V. — LE PLATEAU CENTRAL ET LES DOVAS

Le Plateau Central, quadrilatère dont les lignes Est et Ouest s’allongent très droites, s’exhausse de tous côtés sur des talus à pic de plusieurs centaines de mètres, vraie « muraille continue à bastions et à brèches » qu’un système de failles entoure, en sorte de fossés, d’une ligne d’abîmes. C’est là que les Hovas, les plus avisés et ambitieux de tous les Malgaches, se sont retirés, fortifiés, multipliés, aguerris, pour en descendre ensuite, par incursions méthodiques, attaquer et soumettre les Sihanakas au Nord, les Betsimisarakes à l’Est, les Betsiléos au Sud et les Sakalaves à l’Ouest. L’intérieur même de leur Imerina (Emyrne) se creuse en une grande cuvette d’alluvions où s’étalait autrefois en lac l’Ikopa qui y serpente autour d’une éminence centrale, Tananarive, citadelle capitale.

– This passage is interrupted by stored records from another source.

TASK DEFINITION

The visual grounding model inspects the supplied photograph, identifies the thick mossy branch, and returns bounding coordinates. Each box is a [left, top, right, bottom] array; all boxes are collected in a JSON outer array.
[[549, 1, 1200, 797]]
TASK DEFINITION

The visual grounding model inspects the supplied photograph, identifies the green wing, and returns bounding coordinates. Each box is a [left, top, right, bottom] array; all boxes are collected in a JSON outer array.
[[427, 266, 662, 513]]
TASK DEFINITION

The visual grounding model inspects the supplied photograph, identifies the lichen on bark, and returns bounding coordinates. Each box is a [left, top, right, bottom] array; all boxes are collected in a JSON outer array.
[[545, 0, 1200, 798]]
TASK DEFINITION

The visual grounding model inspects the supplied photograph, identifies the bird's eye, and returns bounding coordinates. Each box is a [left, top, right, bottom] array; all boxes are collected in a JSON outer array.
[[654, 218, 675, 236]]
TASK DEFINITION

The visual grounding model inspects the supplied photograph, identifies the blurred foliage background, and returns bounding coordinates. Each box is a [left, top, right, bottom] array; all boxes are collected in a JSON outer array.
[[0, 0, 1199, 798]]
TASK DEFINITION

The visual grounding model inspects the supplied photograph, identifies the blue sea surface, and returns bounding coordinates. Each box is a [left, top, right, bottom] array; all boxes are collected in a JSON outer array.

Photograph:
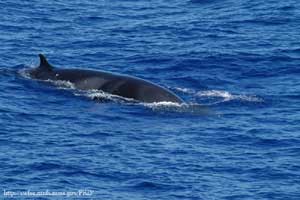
[[1, 0, 300, 199]]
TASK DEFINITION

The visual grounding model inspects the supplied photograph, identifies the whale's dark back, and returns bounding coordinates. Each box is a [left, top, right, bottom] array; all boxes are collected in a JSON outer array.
[[54, 68, 183, 103], [28, 54, 183, 103]]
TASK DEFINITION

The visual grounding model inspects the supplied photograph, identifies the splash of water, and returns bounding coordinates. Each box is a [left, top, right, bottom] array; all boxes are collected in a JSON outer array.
[[196, 90, 263, 102]]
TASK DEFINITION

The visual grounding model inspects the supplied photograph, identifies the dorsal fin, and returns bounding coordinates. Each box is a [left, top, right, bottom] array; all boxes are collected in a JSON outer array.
[[38, 54, 53, 71]]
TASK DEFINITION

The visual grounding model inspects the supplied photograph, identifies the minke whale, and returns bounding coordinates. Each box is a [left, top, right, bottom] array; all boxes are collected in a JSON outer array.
[[27, 54, 184, 103]]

Autour de Tananarive se groupent donc d’abondantes rizières, à la fois grenier d’alimentation et marécages de défense entre les replis du fleuve. Au-delà, une zone de plissemens bas au milieu desquels se tapissent des villages espacés, une population clairsemée : ce sont les glacis très étendus de la province de Tananarive. Contre la muraille de pourtour se distribuent circulairement toutes les autres provinces populeuses de l’Emyrne, marches gardant chacune une brèche en exploitant les rizières des fleuves qui y passent, colonies agricoles et militaires particulièrement nombreuses dans l’Ouest où la plupart des cours d’eau ouvrent des passages par lesquels montent les brigands sakalaves.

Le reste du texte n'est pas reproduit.